President Bunnell hired William Elmhirst Duckering in 1932 to lead the Department of Civil Engineering and Mathematics. The hiring of Duckering marked a turning point in Alaska engineering education. The University of Alaska (UA) had a civil engineering program from 1922, but the instructors generally had only bachelor’s degrees, not always in engineering, and some field experience. Duckering was to change that.
Duckering first visited Alaska during the Nome Gold rush while he was an engineering undergraduate at the University of Washington (UW). After he obtained his engineering degree in 1903, he worked building railways until 1915 when he went back to UW to get his professional degree in civil engineering. He served in WW I, teaching military engineering to West Point graduates. After the war, he taught in UW and University of British Columbia (UBC). Today’s engineering students, who do mountains of problem-solving homework each week, will be amazed that it was not always so. Instructors taught the math and physics of engineering, but the notion of student’s learning by solving textbook problems was not prominent. Ducking authored a text book in 1924, Notes and Problems for Engineering Problem Courses, implying there were engineering courses that did not have “problems.”
When President Bunnell was putting together the UA faculty in 1922, he invited Duckering to join the faculty, but Duckering declined and continued to teach at UBC. Later, following a bout of ill health that forced time off at UBC, Duckering was looking for work and this time President Bunnell persuaded him to come to UA.
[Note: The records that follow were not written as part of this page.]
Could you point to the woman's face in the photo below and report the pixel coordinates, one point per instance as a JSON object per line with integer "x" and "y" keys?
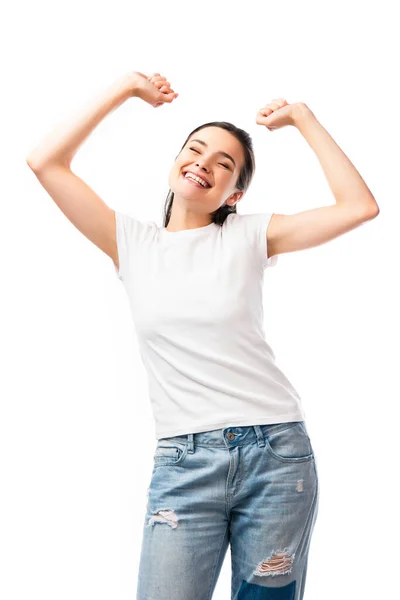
{"x": 203, "y": 155}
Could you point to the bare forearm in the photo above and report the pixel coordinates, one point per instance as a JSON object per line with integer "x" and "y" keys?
{"x": 345, "y": 182}
{"x": 61, "y": 145}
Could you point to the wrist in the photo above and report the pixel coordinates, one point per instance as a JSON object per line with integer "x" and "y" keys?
{"x": 302, "y": 115}
{"x": 127, "y": 84}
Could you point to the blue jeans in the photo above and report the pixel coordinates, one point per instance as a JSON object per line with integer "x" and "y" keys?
{"x": 254, "y": 488}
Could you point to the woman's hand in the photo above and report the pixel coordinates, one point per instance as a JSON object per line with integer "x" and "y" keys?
{"x": 155, "y": 90}
{"x": 278, "y": 113}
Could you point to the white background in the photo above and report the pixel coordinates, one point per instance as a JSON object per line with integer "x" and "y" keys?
{"x": 76, "y": 429}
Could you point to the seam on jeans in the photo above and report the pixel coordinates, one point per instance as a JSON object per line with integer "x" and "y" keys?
{"x": 216, "y": 563}
{"x": 312, "y": 508}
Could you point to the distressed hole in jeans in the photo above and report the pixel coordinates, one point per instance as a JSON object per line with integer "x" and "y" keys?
{"x": 166, "y": 515}
{"x": 279, "y": 563}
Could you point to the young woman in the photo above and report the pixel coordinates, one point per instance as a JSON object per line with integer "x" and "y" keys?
{"x": 233, "y": 462}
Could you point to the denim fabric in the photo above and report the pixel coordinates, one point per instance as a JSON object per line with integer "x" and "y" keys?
{"x": 253, "y": 488}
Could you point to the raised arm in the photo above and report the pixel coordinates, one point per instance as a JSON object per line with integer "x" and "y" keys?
{"x": 51, "y": 160}
{"x": 354, "y": 201}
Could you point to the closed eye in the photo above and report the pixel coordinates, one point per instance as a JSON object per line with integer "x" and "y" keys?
{"x": 224, "y": 165}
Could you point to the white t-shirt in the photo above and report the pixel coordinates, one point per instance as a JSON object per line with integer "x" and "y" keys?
{"x": 196, "y": 302}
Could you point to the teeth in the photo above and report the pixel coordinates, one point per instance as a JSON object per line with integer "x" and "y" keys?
{"x": 198, "y": 179}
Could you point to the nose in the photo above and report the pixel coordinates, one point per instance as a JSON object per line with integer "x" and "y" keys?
{"x": 201, "y": 166}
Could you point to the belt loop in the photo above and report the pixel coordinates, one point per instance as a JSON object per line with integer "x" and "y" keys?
{"x": 260, "y": 436}
{"x": 190, "y": 443}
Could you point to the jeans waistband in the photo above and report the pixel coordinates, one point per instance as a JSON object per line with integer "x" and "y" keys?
{"x": 231, "y": 436}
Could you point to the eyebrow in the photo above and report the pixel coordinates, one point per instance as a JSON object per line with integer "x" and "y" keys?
{"x": 220, "y": 152}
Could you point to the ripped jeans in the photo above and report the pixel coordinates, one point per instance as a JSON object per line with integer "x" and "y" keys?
{"x": 254, "y": 488}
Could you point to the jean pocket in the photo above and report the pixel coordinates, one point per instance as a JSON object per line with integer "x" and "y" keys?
{"x": 169, "y": 453}
{"x": 290, "y": 444}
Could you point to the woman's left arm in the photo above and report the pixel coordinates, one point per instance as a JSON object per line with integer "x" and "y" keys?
{"x": 354, "y": 202}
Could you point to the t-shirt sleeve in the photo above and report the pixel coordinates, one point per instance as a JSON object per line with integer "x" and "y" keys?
{"x": 130, "y": 233}
{"x": 256, "y": 226}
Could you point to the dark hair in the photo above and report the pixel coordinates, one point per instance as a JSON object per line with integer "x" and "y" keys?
{"x": 245, "y": 175}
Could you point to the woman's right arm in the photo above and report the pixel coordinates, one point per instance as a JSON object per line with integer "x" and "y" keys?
{"x": 51, "y": 160}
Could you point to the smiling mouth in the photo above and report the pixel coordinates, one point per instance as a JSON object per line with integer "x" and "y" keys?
{"x": 195, "y": 182}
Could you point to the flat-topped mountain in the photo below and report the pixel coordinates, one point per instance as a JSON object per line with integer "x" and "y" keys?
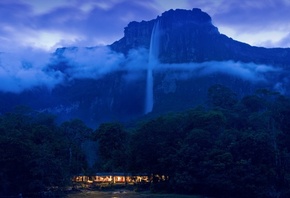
{"x": 111, "y": 83}
{"x": 190, "y": 36}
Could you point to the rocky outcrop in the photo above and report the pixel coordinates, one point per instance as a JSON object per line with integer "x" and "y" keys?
{"x": 189, "y": 36}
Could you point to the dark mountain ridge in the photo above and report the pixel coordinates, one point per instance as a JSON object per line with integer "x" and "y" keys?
{"x": 190, "y": 36}
{"x": 188, "y": 40}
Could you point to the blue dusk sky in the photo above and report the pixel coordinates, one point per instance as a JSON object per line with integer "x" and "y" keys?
{"x": 50, "y": 24}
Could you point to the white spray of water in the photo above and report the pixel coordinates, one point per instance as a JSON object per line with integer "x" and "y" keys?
{"x": 152, "y": 62}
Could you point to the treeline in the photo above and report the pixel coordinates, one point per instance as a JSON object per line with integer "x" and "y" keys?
{"x": 38, "y": 156}
{"x": 233, "y": 147}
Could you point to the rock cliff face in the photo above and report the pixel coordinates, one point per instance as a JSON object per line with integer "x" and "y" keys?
{"x": 190, "y": 36}
{"x": 194, "y": 55}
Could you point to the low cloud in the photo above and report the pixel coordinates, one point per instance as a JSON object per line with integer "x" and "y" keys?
{"x": 246, "y": 71}
{"x": 31, "y": 68}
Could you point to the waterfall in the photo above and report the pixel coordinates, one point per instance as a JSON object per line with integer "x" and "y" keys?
{"x": 152, "y": 61}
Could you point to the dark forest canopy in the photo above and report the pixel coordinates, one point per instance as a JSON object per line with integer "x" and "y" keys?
{"x": 234, "y": 147}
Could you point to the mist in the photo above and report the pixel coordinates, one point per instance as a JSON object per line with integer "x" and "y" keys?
{"x": 29, "y": 68}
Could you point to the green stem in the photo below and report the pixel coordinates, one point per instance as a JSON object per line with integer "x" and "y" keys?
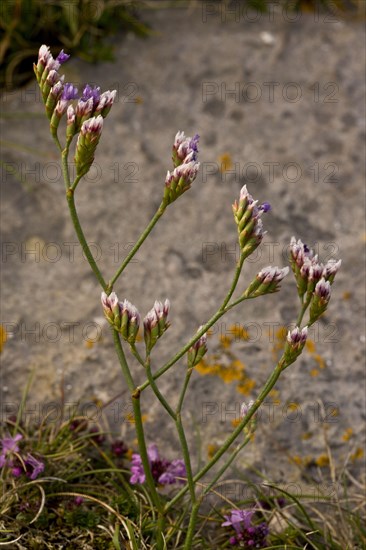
{"x": 157, "y": 392}
{"x": 221, "y": 311}
{"x": 191, "y": 526}
{"x": 234, "y": 283}
{"x": 272, "y": 379}
{"x": 184, "y": 389}
{"x": 227, "y": 464}
{"x": 140, "y": 436}
{"x": 303, "y": 310}
{"x": 82, "y": 239}
{"x": 137, "y": 245}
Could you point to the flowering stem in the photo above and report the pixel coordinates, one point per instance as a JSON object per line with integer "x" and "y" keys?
{"x": 184, "y": 389}
{"x": 140, "y": 435}
{"x": 191, "y": 526}
{"x": 265, "y": 391}
{"x": 157, "y": 392}
{"x": 235, "y": 281}
{"x": 223, "y": 309}
{"x": 137, "y": 245}
{"x": 82, "y": 240}
{"x": 303, "y": 310}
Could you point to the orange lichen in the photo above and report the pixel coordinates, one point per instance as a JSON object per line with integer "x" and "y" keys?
{"x": 322, "y": 461}
{"x": 225, "y": 162}
{"x": 347, "y": 434}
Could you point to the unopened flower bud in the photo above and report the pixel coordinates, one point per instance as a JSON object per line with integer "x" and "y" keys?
{"x": 247, "y": 215}
{"x": 156, "y": 323}
{"x": 86, "y": 145}
{"x": 320, "y": 300}
{"x": 331, "y": 269}
{"x": 111, "y": 308}
{"x": 130, "y": 321}
{"x": 198, "y": 350}
{"x": 295, "y": 343}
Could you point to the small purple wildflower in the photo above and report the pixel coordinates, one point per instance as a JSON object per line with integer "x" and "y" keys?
{"x": 62, "y": 57}
{"x": 91, "y": 93}
{"x": 253, "y": 536}
{"x": 69, "y": 92}
{"x": 9, "y": 445}
{"x": 163, "y": 471}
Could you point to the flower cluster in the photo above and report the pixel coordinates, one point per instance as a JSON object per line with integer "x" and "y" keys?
{"x": 85, "y": 117}
{"x": 163, "y": 471}
{"x": 295, "y": 343}
{"x": 125, "y": 318}
{"x": 198, "y": 350}
{"x": 247, "y": 534}
{"x": 185, "y": 150}
{"x": 10, "y": 457}
{"x": 156, "y": 323}
{"x": 247, "y": 216}
{"x": 267, "y": 281}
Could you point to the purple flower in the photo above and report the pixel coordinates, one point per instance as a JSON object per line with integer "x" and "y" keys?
{"x": 163, "y": 471}
{"x": 185, "y": 148}
{"x": 69, "y": 92}
{"x": 297, "y": 337}
{"x": 246, "y": 532}
{"x": 34, "y": 466}
{"x": 9, "y": 446}
{"x": 91, "y": 93}
{"x": 62, "y": 57}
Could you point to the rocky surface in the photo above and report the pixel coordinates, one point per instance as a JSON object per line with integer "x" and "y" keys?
{"x": 281, "y": 103}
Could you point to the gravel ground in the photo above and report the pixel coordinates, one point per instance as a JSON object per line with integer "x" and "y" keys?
{"x": 281, "y": 103}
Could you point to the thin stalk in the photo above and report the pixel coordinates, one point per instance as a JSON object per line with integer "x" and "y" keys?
{"x": 227, "y": 464}
{"x": 303, "y": 310}
{"x": 137, "y": 245}
{"x": 184, "y": 389}
{"x": 234, "y": 283}
{"x": 82, "y": 239}
{"x": 272, "y": 379}
{"x": 140, "y": 436}
{"x": 191, "y": 526}
{"x": 157, "y": 392}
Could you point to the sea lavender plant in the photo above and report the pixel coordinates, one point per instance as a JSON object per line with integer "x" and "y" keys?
{"x": 85, "y": 116}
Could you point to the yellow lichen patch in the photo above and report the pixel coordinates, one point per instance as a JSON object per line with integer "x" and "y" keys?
{"x": 300, "y": 461}
{"x": 322, "y": 461}
{"x": 239, "y": 333}
{"x": 129, "y": 417}
{"x": 225, "y": 341}
{"x": 310, "y": 345}
{"x": 320, "y": 360}
{"x": 225, "y": 162}
{"x": 246, "y": 386}
{"x": 347, "y": 434}
{"x": 274, "y": 395}
{"x": 3, "y": 337}
{"x": 229, "y": 374}
{"x": 211, "y": 449}
{"x": 358, "y": 454}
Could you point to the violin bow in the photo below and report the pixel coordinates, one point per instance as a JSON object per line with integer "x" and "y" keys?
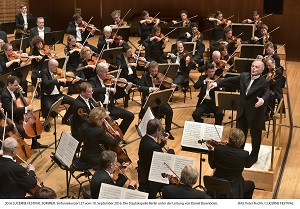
{"x": 171, "y": 169}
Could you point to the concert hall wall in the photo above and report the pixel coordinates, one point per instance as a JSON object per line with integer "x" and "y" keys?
{"x": 60, "y": 13}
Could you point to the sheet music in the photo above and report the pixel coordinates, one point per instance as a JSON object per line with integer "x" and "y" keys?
{"x": 108, "y": 191}
{"x": 66, "y": 149}
{"x": 142, "y": 127}
{"x": 194, "y": 131}
{"x": 175, "y": 162}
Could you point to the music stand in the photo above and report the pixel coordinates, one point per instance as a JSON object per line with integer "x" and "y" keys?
{"x": 227, "y": 101}
{"x": 8, "y": 27}
{"x": 110, "y": 54}
{"x": 251, "y": 50}
{"x": 247, "y": 30}
{"x": 17, "y": 43}
{"x": 242, "y": 64}
{"x": 172, "y": 72}
{"x": 189, "y": 46}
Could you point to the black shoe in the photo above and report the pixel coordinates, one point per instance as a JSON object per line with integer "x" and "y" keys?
{"x": 171, "y": 137}
{"x": 66, "y": 122}
{"x": 38, "y": 145}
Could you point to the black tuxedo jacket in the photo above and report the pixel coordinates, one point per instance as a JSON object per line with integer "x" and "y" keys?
{"x": 229, "y": 163}
{"x": 34, "y": 32}
{"x": 14, "y": 179}
{"x": 6, "y": 100}
{"x": 182, "y": 191}
{"x": 259, "y": 88}
{"x": 101, "y": 176}
{"x": 20, "y": 20}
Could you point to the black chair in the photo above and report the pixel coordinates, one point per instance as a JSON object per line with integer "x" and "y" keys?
{"x": 217, "y": 188}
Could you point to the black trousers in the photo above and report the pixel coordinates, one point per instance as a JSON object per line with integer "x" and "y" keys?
{"x": 255, "y": 134}
{"x": 49, "y": 100}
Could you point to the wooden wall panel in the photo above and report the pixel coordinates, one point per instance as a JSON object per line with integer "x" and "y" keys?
{"x": 61, "y": 13}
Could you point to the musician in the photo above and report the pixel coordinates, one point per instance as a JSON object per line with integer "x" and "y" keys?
{"x": 145, "y": 27}
{"x": 22, "y": 20}
{"x": 107, "y": 40}
{"x": 274, "y": 78}
{"x": 206, "y": 102}
{"x": 40, "y": 30}
{"x": 14, "y": 179}
{"x": 184, "y": 22}
{"x": 51, "y": 91}
{"x": 152, "y": 141}
{"x": 108, "y": 160}
{"x": 156, "y": 45}
{"x": 147, "y": 87}
{"x": 179, "y": 56}
{"x": 37, "y": 63}
{"x": 93, "y": 134}
{"x": 254, "y": 91}
{"x": 184, "y": 190}
{"x": 77, "y": 29}
{"x": 107, "y": 95}
{"x": 229, "y": 162}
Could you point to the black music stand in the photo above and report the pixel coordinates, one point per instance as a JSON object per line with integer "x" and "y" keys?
{"x": 227, "y": 101}
{"x": 110, "y": 54}
{"x": 251, "y": 50}
{"x": 17, "y": 43}
{"x": 247, "y": 30}
{"x": 8, "y": 27}
{"x": 242, "y": 64}
{"x": 172, "y": 72}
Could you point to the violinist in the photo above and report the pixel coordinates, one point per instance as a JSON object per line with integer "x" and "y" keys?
{"x": 185, "y": 63}
{"x": 22, "y": 20}
{"x": 11, "y": 93}
{"x": 184, "y": 22}
{"x": 229, "y": 162}
{"x": 151, "y": 142}
{"x": 108, "y": 165}
{"x": 37, "y": 63}
{"x": 15, "y": 180}
{"x": 40, "y": 30}
{"x": 148, "y": 86}
{"x": 156, "y": 45}
{"x": 77, "y": 29}
{"x": 145, "y": 27}
{"x": 274, "y": 78}
{"x": 108, "y": 40}
{"x": 51, "y": 91}
{"x": 107, "y": 95}
{"x": 207, "y": 102}
{"x": 184, "y": 190}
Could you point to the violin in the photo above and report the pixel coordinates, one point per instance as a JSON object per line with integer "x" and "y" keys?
{"x": 23, "y": 149}
{"x": 173, "y": 179}
{"x": 32, "y": 125}
{"x": 162, "y": 79}
{"x": 47, "y": 51}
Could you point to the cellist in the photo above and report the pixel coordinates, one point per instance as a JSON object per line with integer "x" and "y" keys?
{"x": 9, "y": 94}
{"x": 15, "y": 180}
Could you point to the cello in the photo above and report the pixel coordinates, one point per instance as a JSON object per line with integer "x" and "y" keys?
{"x": 32, "y": 125}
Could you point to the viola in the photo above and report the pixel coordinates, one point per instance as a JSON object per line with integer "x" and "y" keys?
{"x": 47, "y": 51}
{"x": 173, "y": 179}
{"x": 162, "y": 79}
{"x": 32, "y": 125}
{"x": 23, "y": 149}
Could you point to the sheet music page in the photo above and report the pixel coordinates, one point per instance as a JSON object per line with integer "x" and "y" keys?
{"x": 180, "y": 162}
{"x": 157, "y": 167}
{"x": 108, "y": 191}
{"x": 142, "y": 127}
{"x": 192, "y": 132}
{"x": 66, "y": 149}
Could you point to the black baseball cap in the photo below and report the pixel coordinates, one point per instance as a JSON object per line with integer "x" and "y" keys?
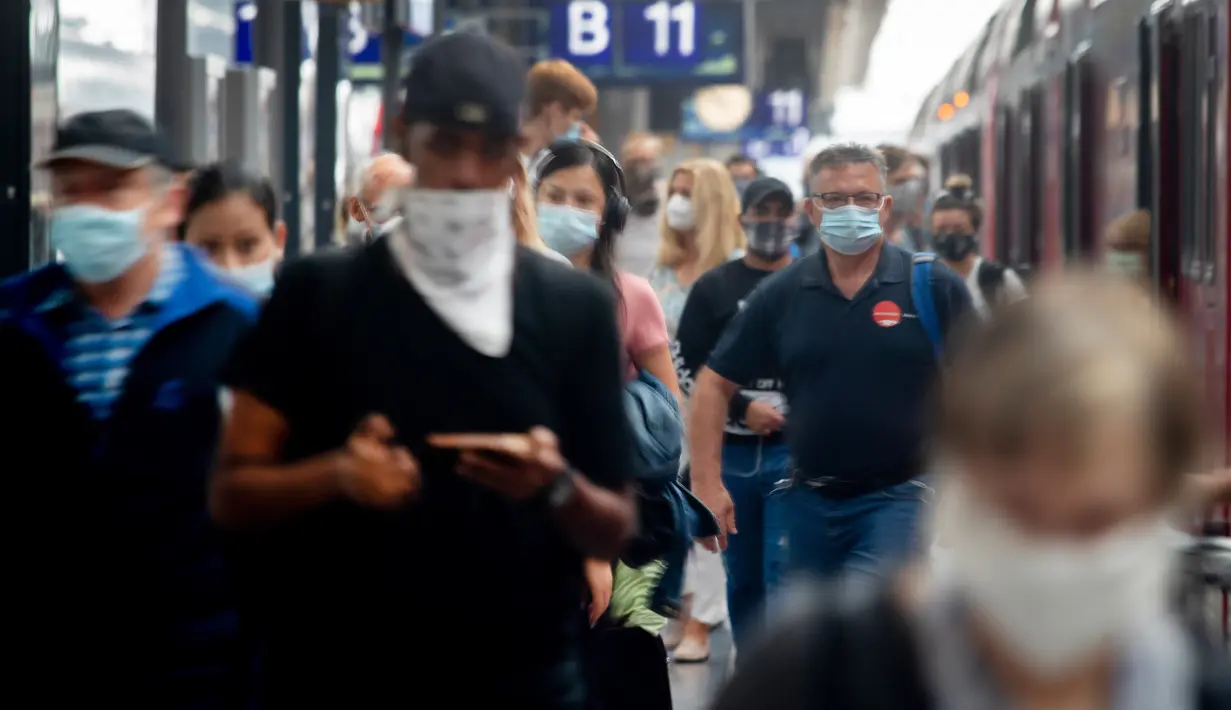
{"x": 116, "y": 138}
{"x": 763, "y": 188}
{"x": 465, "y": 80}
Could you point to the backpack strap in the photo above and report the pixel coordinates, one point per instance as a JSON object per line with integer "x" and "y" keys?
{"x": 925, "y": 300}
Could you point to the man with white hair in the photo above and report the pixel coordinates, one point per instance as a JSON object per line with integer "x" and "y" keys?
{"x": 373, "y": 199}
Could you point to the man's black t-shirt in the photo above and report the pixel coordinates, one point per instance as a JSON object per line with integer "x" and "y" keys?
{"x": 713, "y": 302}
{"x": 387, "y": 609}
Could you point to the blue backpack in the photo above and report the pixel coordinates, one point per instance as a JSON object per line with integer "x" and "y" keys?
{"x": 925, "y": 300}
{"x": 670, "y": 516}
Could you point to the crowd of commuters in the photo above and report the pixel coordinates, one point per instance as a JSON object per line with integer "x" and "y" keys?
{"x": 331, "y": 482}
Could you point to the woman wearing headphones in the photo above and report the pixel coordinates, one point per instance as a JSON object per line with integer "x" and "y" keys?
{"x": 581, "y": 211}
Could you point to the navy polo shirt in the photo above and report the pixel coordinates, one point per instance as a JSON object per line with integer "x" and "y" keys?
{"x": 857, "y": 372}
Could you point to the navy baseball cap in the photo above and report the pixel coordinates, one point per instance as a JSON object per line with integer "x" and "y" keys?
{"x": 118, "y": 138}
{"x": 465, "y": 80}
{"x": 763, "y": 188}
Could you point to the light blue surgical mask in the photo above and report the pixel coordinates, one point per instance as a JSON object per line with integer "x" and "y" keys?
{"x": 97, "y": 244}
{"x": 257, "y": 277}
{"x": 851, "y": 229}
{"x": 565, "y": 229}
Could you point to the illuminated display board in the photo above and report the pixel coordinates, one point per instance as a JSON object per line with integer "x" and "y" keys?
{"x": 776, "y": 126}
{"x": 664, "y": 41}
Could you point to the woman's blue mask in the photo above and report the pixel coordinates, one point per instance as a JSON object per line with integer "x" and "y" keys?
{"x": 97, "y": 244}
{"x": 565, "y": 229}
{"x": 851, "y": 229}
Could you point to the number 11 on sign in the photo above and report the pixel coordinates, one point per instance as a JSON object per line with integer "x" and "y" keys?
{"x": 661, "y": 15}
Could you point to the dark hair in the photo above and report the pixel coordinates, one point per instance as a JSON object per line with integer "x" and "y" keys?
{"x": 959, "y": 193}
{"x": 565, "y": 154}
{"x": 218, "y": 180}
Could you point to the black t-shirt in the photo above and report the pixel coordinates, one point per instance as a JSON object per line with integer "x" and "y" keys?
{"x": 713, "y": 302}
{"x": 382, "y": 608}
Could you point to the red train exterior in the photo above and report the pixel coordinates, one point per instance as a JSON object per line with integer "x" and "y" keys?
{"x": 1070, "y": 113}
Duckering led the civil engineering department from 1932 until his death in 1950. He was also the Dean of the Faculty from 1935 until he became Dean of the University in 1944. Both positions are equivalent to those of a provost in today’s university – he was principal assistant to the President [Bunnell] in academic matters, coordinating courses of study, faculty and student personnel. In 1939, the Board of Regents bestowed on him the title Doctor of Engineering.
Dean Duckering was a force in the academic development and recognition of UA . He led the drive that obtained accreditation from the Engineering Council for Professional Development (ECPD) in 1941 (ECPD became ABET in 1980.) He also led the university to accreditation by the Northwest Association in 1945.
During an interview in 2010, our first female engineering graduate, Helen Atkinson, remembered Dean Duckering (he was always called “dean”). Noting that Duckering was a railroad engineer, Helen relates drawing bridges with ink on linen and being required to draw all the rivets – many rivets – which was very time consuming. At the dedication of the Duckering Building in 1963, Woody Johansen (who is the namesake of the freeway in Fairbanks) related being a student under Dean Duckering: "His voice was his most dominant characteristic. It was forceful, carried authority and yet it expressed the unlimited understanding necessary, that rare college professor who is able to encourage his students to extend themselves to the utmost and become a credit to themselves, their university and their county – this Dean Duckering was always able to do."